Example 35: Characterization of Aldose Reductase Inhibitor Compounds

The compounds are characterized in terms of physical characteristics (solubility and LogD).

Equilibrium Solubility in Phosphate Buffer, pH 7.4: The equilibrium solubility of test articles are measured in pH 7.4 aqueous buffers. The pH 7.4 buffer is prepared by combining 50 mL of 0.2 M KH₂PO₄ with 150 mL of H₂O, and then adjusting to pH 7.4 with 10 N NaOH. At least 1 mg of powder for each test article is combined with 1 mL of buffer to make a ≥1 mg/mL mixture. These samples are shaken on a Thermomixer® overnight at room temperature. The samples are then centrifuged for 10 minutes at 10,000 rpm The supernatant is sampled and diluted in duplicate 10-fold, 100-fold, and 10,000-fold into a mixture of 1:1 buffer:acetonitrile (ACN) prior to analysis. All samples are assayed by LC-MS/MS using electrospray ionization against standards prepared in a mixture of 1:1 assay buffer:ACN. Standard concentrations ranged from 1.0 μM to 1.0 nM.

Octanol/buffer partition coefficient (LogD) at pH 7.4: The octanol/buffer partition coefficient of three test articles are measured at pH 7.4. The pH 7.4 buffer is prepared by combining 50 mL of 0.2 M solution of KH₂PO₄ with 150 mL of dH2O, and then adjusting to pH 7.4 with 10 N NaOH. In a single incubation, 15 μL of a 10 mM DMSO solution of each test article (100 μM) is added to test tubes which contained 0.75 mL of octanol and 0.75 mL of pH 7.4 phosphate buffer. Testosterone is also introduced to each tube as an internal control, also at a dosing concentration of 100 μM. These samples are gently mixed on a benchtop rotator for 1 hour at room temperature. The tubes are then removed from the rotator and the aqueous and organic phases are allowed to separate for 1 hour. An aliquot of the organic layer is taken and diluted 200-fold into a mixture of 1:1 buffer: acetonitrile (ACN). An aliquot of the aqueous layer is taken and diluted 2-fold, 10-fold, and 200-fold into a mixture of 1:1 buffer:ACN. All samples are assayed by LC-MS/MS using electrospray ionization. Testosterone is utilized as a positive control (with a published/known LogD of 3.0-3.4).

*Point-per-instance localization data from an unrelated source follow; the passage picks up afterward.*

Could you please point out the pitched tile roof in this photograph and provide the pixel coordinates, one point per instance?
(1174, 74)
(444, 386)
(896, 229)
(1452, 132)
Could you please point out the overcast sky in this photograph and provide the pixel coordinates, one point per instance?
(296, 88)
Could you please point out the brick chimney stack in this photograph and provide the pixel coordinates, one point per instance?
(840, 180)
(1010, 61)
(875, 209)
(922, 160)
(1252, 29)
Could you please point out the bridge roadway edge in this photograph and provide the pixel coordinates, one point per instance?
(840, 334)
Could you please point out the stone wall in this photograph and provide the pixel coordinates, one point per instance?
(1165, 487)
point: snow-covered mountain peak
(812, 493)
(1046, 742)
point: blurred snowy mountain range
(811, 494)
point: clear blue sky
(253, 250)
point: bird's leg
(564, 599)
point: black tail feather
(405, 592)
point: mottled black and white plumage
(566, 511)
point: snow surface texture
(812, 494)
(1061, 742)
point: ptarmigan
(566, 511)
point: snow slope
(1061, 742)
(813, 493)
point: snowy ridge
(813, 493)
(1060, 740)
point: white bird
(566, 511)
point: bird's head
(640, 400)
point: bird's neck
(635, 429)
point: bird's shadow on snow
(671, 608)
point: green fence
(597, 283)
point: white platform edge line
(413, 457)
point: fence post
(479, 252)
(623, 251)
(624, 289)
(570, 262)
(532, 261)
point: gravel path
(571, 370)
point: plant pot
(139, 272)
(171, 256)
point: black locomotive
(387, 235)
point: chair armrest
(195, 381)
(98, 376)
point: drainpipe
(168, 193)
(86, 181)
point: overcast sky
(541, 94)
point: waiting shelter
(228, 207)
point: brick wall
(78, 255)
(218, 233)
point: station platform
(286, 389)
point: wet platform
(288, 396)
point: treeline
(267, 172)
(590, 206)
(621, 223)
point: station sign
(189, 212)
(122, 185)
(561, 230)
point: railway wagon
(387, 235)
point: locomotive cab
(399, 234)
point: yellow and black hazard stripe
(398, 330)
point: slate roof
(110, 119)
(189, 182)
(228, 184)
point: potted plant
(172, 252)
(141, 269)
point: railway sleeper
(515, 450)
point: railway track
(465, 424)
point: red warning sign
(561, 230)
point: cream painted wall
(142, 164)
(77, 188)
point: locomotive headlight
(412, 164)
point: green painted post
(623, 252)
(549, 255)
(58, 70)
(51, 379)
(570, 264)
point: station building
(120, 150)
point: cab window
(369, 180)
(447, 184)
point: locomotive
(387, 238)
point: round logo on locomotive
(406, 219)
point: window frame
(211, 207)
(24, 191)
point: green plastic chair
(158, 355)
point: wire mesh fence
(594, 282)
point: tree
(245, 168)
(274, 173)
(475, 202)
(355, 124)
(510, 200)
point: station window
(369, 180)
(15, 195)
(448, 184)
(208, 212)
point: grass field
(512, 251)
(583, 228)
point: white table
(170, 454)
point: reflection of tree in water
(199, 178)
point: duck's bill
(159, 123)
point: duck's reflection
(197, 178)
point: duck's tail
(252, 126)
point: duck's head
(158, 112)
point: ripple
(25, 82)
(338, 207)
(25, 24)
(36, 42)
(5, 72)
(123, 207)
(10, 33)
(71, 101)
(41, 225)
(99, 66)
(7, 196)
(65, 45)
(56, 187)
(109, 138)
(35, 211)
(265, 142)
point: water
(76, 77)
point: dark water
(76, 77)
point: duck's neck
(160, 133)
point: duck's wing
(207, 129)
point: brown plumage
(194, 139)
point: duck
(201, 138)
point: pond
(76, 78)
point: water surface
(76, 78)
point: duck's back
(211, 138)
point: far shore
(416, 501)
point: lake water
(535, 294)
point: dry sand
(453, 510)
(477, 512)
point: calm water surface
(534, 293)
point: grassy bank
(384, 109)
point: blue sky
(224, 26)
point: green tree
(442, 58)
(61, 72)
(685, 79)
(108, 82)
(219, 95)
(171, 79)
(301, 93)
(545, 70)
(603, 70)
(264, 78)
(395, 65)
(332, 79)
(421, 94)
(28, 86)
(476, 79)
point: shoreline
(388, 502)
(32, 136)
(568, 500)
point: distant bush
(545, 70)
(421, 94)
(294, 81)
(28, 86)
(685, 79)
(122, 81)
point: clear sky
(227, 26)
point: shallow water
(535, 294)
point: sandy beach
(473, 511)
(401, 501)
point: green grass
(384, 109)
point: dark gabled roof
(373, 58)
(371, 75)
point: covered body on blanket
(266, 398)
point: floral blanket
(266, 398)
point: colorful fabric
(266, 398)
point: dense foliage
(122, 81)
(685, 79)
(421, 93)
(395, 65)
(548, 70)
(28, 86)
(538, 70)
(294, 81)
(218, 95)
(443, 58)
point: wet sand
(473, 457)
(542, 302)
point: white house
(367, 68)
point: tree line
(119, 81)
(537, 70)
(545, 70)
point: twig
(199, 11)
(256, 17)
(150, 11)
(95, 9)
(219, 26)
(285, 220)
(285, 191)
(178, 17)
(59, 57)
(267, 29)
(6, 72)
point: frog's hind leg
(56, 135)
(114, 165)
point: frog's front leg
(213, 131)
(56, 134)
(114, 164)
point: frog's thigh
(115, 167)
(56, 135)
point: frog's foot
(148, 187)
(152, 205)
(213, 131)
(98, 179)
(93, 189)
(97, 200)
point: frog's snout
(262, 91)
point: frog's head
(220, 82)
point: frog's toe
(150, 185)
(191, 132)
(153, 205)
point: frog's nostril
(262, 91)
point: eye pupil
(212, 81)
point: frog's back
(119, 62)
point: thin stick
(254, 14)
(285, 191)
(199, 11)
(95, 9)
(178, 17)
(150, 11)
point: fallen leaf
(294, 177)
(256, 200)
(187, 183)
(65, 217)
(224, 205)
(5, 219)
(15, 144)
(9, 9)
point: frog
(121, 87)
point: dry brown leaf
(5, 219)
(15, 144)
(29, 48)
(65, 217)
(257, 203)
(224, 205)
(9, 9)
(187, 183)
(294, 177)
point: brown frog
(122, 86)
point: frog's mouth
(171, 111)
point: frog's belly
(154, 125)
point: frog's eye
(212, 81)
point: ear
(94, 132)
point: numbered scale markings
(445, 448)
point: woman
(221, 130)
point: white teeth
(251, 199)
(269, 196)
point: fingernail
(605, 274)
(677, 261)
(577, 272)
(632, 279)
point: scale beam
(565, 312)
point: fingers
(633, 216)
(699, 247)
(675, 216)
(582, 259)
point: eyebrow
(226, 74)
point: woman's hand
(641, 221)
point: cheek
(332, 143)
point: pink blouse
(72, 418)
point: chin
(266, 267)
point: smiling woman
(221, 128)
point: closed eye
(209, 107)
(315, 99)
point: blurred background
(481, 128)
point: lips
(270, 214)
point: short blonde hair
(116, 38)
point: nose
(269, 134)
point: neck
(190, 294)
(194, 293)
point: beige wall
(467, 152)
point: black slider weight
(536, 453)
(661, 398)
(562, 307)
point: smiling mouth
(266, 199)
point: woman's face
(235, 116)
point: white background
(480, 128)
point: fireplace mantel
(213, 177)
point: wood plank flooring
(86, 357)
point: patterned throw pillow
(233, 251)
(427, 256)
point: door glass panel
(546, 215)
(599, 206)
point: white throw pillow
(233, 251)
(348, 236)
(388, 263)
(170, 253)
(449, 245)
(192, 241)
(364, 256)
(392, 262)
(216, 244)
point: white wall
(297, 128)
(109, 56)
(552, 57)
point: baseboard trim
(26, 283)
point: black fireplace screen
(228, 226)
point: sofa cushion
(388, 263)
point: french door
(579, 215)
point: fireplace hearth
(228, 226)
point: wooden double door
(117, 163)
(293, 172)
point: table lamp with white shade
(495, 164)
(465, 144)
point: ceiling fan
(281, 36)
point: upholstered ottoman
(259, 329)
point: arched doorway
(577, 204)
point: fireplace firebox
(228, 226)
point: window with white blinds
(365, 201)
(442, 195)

Example 36: In Vitro Studies: Aldose Reductase Enzymatic Inhibition

The compounds are characterized in terms of biochemical characteristics, such as ability to inhibit Aldose Reductase enzymatic activity in vitro. The reductase activity of the compounds of the invention are spectrophotometrically assayed by following the decrease of NADPH at 25° C. for 4 min as described in Sato, S. (1992), “Rat kidney aldose reductase and aldehyde reductase and polyolproduction in rat kidney” Am. J Physiol. 263, F799.F805, incorporated by reference herein in its entirety.

The reaction mixture (total volume 1 ml) contains 0.1 mM NADPH, 100 mM substrate (DL-glyceraldehyde or L-xylose) and human recombinant aldose reductase (100 mU) in 0.1 M phosphate buffer, pH 6.2. Experiments are carried out in a microplate assay for AR inhibition using D-Glyceraldehyde and NADPH and the absorbance changes are monitored at 340 nm and % inhibition is calculated for ARls at concentrations ranging from 0.1 nM to 100 μM. The reaction is started by adding the substrate (glyceraldehyde or xylose) as well as the same reaction mixture in which the substrate replaced by deionized water is used as a control. One enzyme unit (U) is defined as the activity consuming 1 μmole of NADPH per min at 25° C. The enzymatic inhibition assay is performed as described in WO 2012/009553, which is hereby incorporated by reference in its entirety.

Example 37: Ex Vivo Studies

Rat studies are performed with the approval of the Institutional Animal Care and Use Committee at Columbia University, New York. This investigation conforms to the Guide for the Care and Use of Laboratory Animals published by the US National Institutes of Health (NIH publication No. 85-23, 1996; hereby incorporated by reference in its entirety).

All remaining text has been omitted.